Using PMMLPredict to Score using Externally Trained Models | teradataml - Using PMMLPredict to Score using Externally Trained Models

Using PMMLPredict to Score using Externally Trained Models | teradataml - Using PMMLPredict to Score using Externally Trained Models - Teradata Package for Python

Teradata® Package for Python User Guide

Product

Teradata Package for Python

Release Number

17.00

Published

November 2021

Language

English (United States)

Last Update

2022-01-14

dita:mapPath

bol1585763678431.ditamap

dita:ditavalPath

ayr1485454803741.ditaval

dita:id

B700-4006

lifecycle

Product Category

Teradata Vantage

This example uses the iris_input dataset and performs a prediction on each row of the input table using a model previously trained in PMML and then loaded into the database.

Set up the environment.

Import required libraries.

import tempfile

import getpass

from teradataml import PMMLPredict, DataFrame, load_example_data, create_context, db_drop_table, remove_context, save_byom, delete_byom, retrieve_byom, list_byom

from teradataml.options.configure import configure

Create the connection to database.

con = create_context(host=getpass.getpass("Hostname: "),
                     username=getpass.getpass("Username: "),
                     password=getpass.getpass("Password: "))

Load example data.

load_example_data("byom", "iris_input")

iris_input = DataFrame("iris_input")

Create train dataset and test dataset.
1. Create two samples of input data.
  This step creates two samples of input data: sample 1 has 80% of total rows and sample 2 has 20% of total rows.
```
iris_sample = iris_input.sample(frac=[0.8, 0.2])
```
```
iris_sample
```
2. Create train dataset.
  This step creates train dataset from sample 1 by filtering on "sampleid" and drop "sampleid" column as it is not required for training model.
```
iris_train = iris_sample[iris_sample.sampleid == "1"].drop("sampleid", axis = 1)
```
```
iris_train
```
3. Create test dataset.
  This step creates test dataset from sample 2 by filtering on "sampleid" and drop "sampleid" column as it is not required for scoring.
```
iris_test = iris_sample[iris_sample.sampleid == "2"].drop("sampleid", axis = 1)
```
```
iris_test
```

Train the Random Forest model and perform the Prediction using PMMLPredict().

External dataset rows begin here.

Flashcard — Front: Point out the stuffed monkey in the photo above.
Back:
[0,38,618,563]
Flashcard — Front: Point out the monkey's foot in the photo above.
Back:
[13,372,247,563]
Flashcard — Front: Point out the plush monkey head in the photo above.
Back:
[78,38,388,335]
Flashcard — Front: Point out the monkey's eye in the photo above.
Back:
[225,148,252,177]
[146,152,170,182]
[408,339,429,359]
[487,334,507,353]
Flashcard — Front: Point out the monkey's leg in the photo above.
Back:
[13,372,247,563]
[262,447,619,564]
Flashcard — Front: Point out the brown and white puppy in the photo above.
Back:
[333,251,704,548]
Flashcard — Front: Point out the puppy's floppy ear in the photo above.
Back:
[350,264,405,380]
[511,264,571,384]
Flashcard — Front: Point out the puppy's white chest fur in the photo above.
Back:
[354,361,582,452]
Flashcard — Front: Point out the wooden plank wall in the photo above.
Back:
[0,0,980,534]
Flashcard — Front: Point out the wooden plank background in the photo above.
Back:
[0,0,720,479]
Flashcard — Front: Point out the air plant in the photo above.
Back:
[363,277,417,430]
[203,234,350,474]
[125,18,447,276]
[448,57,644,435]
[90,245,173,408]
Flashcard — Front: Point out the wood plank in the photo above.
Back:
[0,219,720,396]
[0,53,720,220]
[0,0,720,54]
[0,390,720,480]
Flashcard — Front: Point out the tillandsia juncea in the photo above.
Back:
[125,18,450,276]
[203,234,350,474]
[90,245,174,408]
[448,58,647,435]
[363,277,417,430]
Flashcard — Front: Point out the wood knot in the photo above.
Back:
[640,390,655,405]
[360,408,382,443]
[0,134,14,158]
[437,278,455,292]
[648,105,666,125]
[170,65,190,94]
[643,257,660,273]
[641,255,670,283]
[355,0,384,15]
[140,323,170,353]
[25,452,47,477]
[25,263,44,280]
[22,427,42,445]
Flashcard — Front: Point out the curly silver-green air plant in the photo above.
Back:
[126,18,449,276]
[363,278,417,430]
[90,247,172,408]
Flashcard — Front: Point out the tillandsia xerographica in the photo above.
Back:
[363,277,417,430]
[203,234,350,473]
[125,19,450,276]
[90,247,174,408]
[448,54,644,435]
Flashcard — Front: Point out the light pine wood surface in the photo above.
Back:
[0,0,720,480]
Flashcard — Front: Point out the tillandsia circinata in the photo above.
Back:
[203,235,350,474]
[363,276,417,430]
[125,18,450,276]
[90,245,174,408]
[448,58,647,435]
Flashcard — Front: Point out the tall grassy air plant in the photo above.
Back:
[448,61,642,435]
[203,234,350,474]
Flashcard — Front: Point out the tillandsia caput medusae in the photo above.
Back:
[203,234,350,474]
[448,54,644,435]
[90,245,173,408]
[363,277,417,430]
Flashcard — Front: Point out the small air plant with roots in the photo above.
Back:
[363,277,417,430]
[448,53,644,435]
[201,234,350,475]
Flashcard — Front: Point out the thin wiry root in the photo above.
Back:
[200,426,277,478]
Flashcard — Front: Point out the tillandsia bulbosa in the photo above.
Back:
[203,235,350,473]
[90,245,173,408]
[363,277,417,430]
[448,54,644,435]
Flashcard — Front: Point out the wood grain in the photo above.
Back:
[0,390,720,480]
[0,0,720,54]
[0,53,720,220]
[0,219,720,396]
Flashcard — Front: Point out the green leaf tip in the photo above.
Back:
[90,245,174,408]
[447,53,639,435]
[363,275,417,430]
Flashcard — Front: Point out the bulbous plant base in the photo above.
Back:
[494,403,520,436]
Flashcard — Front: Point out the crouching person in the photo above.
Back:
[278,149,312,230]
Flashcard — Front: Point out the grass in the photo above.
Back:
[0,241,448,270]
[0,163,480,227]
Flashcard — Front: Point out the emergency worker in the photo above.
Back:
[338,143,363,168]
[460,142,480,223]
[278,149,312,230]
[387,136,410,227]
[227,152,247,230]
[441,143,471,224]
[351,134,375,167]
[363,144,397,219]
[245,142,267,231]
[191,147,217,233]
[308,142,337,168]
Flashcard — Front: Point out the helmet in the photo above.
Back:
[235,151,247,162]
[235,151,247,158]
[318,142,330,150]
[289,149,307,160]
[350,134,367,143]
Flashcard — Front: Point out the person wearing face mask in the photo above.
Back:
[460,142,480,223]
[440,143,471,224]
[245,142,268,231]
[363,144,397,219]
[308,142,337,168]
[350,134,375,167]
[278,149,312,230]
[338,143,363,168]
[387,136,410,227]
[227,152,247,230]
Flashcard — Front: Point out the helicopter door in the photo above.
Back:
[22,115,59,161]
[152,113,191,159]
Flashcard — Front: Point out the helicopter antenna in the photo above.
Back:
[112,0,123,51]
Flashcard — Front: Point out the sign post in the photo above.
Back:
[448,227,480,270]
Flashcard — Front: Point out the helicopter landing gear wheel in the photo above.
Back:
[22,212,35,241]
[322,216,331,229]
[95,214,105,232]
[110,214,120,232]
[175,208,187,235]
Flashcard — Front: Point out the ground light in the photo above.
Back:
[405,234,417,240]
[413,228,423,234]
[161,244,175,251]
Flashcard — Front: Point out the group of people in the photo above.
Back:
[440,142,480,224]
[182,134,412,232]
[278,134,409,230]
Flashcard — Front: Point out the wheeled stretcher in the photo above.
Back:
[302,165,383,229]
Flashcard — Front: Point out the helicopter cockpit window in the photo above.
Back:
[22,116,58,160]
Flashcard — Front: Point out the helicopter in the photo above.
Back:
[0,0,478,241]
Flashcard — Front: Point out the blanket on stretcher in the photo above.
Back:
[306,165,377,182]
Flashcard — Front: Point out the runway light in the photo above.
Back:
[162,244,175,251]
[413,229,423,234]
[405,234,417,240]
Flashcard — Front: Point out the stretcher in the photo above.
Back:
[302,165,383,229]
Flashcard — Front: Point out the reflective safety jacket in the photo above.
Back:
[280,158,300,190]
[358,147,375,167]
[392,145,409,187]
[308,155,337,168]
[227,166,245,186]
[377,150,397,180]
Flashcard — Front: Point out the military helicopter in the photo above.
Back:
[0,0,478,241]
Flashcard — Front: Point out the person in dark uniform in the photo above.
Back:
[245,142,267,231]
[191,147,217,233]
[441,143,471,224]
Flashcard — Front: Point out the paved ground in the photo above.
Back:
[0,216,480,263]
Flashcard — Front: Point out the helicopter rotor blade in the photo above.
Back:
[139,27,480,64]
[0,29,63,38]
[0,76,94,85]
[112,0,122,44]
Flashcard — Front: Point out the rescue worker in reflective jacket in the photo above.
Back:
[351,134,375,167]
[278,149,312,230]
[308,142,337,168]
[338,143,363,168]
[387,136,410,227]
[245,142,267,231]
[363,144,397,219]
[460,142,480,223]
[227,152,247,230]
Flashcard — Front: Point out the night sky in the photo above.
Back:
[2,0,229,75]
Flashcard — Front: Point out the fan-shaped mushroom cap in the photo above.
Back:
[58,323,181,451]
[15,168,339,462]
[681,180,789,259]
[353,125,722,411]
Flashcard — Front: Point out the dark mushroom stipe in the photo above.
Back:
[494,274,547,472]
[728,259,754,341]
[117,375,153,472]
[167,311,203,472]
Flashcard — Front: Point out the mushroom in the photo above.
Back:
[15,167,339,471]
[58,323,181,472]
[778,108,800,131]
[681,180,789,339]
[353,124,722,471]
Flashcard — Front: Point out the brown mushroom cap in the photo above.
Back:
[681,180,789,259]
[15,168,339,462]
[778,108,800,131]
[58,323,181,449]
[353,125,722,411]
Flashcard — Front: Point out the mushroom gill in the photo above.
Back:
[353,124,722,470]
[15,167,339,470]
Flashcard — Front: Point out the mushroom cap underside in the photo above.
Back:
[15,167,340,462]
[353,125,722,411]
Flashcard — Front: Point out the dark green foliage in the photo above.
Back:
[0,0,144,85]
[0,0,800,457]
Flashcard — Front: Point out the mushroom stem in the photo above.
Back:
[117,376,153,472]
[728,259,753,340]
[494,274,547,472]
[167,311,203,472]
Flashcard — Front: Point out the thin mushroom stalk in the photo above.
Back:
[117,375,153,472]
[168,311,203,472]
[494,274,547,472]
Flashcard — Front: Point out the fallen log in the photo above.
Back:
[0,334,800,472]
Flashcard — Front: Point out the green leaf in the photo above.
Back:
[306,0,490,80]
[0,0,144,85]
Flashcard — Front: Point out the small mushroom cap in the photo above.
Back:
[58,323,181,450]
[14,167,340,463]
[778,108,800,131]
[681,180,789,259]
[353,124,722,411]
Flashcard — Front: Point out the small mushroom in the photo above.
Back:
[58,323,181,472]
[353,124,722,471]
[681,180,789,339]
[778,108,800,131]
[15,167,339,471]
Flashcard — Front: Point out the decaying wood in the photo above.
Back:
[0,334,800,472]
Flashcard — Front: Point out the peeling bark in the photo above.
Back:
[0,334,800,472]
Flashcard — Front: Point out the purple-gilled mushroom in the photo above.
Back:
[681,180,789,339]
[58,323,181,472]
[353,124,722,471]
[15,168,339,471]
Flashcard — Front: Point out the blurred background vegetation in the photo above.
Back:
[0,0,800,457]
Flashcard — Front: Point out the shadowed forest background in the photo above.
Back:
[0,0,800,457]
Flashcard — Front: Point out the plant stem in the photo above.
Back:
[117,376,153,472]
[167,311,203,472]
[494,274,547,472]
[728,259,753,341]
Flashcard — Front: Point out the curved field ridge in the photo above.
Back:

Import required libraries.

import numpy as np

from sklearn import tree

from nyoka import skl_to_pmml

from sklearn.pipeline import Pipeline

from sklearn_pandas import DataFrameMapper

from sklearn.impute import SimpleImputer

from sklearn.preprocessing import StandardScaler

from sklearn.ensemble import RandomForestClassifier

Prepare dataset to create a Random Forest model.

# features : Training data.
# target : Training targets.
traid_pd = iris_train.to_pandas()
features = traid_pd.columns.drop('species')
target = 'species'

Generate the Random Forest model.

imputer = SimpleImputer(missing_values=np.nan, strategy='mean')

rf_pipe_obj = Pipeline([
    ("mapping", DataFrameMapper([
    (['sepal_length', 'sepal_width'], StandardScaler()) ,
    (['petal_length', 'petal_width'], imputer)
    ])),
    ("rfc", RandomForestClassifier(n_estimators = 100))
])

rf_pipe_obj.fit(traid_pd[features], traid_pd[target])

Save the model in PMML format.

temp_dir = tempfile.TemporaryDirectory()

model_file_path = f"{temp_dir.name}/iris_rf_class_model.pmml"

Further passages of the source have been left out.